Optimizing Ollama Storage: Running LLMs from an External USB-C Drive

The Storage Problem

Running local LLMs on an M1 MacBook Pro with a 512GB SSD presents a significant storage challenge. My current model library takes up about 25.1 GB, which is roughly 5% of my total disk space:

qwen2.5-coder:14b (9.0 GB)
deepseek-coder-v2:16b (8.9 GB)
mistral-nemo:latest (7.1 GB)
smollm:135m (91 MB)

To reclaim this space, I moved the library to a budget Kingston DataTraveler 70 (USB-C). The goal was to see if the drive's ~98 MB/s read speed would be a tolerable trade-off for the storage savings.

The Logic: Load Time vs. Inference

On a Mac with 32GB of Unified Memory, the storage drive is only a bottleneck during the "Cold Start"—the period when Ollama reads the model weights into RAM. Once the model is loaded, the USB drive is no longer active, and the M1’s GPU handles the inference.

In theory, a slow drive shouldn't affect tokens-per-second, only the initial wait time.
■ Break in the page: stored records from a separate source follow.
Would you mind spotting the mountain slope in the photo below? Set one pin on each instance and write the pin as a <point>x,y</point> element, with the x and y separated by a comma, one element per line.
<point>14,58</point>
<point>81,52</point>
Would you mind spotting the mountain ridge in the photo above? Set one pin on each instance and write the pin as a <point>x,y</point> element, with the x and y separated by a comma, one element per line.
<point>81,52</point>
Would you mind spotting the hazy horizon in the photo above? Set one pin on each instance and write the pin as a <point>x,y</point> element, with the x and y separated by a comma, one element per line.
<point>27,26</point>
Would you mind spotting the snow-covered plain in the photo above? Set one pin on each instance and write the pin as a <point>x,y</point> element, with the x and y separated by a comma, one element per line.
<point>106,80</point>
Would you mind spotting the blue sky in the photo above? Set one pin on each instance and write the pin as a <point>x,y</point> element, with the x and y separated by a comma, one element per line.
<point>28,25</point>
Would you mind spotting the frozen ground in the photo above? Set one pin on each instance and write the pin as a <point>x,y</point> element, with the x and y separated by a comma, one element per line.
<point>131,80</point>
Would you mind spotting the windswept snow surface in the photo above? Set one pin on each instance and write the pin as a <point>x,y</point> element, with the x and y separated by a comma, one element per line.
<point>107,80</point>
Migration and Implementation

I used rsync to handle the file transfer. The -P flag is important here because it allows for a resumable transfer if the USB connection is interrupted, ensuring no data corruption in these multi-gigabyte files.
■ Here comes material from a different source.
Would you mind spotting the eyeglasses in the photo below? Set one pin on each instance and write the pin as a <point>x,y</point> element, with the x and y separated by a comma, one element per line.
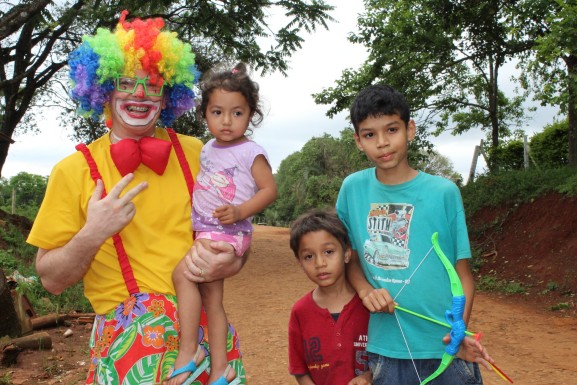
<point>125,84</point>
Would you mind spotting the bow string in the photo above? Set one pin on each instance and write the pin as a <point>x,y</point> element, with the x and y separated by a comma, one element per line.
<point>454,316</point>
rsync -avhP ~/.ollama/models/ /Volumes/Kingston128/ollama-models/

To manage the environment variables and the server process, I added a custom function to my ~/.zshrc. This allows me to point Ollama to the external drive and restart the service in one command:

function ollama-usb() {
    if [ -d "/Volumes/Kingston128/ollama-models" ]; then
        export OLLAMA_MODELS="/Volumes/Kingston128/ollama-models"
        echo "External drive detected. Restarting Ollama..."
        pkill -f ollama; ollama serve
    else
        echo "Error: Kingston128 mount point not found."
    fi
}

Monitoring the Hardware

To verify the performance, I set up a terminal dashboard using three distinct tools:

Disk Bandwidth: iostat -w 1 disk4 to monitor the sequential read speed.
GPU Utilization: powermetrics to watch the M1’s graphics cores during generation.
Process Mapping: lsof -c ollama to confirm the server was physically mapped to the external drive.
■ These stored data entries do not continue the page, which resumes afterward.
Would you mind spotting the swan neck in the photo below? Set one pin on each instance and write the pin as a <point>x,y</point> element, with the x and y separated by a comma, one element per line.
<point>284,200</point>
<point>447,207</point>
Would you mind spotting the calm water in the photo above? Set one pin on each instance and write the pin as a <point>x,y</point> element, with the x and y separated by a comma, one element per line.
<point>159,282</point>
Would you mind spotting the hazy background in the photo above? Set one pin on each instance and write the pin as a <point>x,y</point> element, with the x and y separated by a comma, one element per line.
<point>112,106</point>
# Monitoring disk read speed
iostat -w 1 disk4 | awk '{printf "\rRead Speed: %s MB/s ", $3; fflush()}'

# Monitoring GPU residency
sudo powermetrics --samplers gpu_power -i 1000 | grep --line-buffered "GPU HW active residency" | awk '{printf "\rGPU Load: %s ", $5; fflush()}'

Performance Results

I benchmarked a cold start of DeepSeek-Coder-V2 (16b). The numbers confirmed the drive bottleneck:

Load Duration: 1m 34s (94 seconds to read ~9GB at ~98 MB/s).
Inference Rate: 74.22 tokens/s.

The startup time is significant (99.5% of the total duration for the first prompt), but the actual generation speed is indistinguishable from the internal SSD.

Conclusion

For a 512GB Mac, moving Ollama models to external storage is a highly effective trade-off. While there is a 90-second "load tax" for larger models, the 25GB of reclaimed internal SSD space makes it a practical long-term solution. If the load times eventually become an issue, a move to an external NVMe enclosure would reduce that wait to under 15 seconds while still keeping the internal drive clean.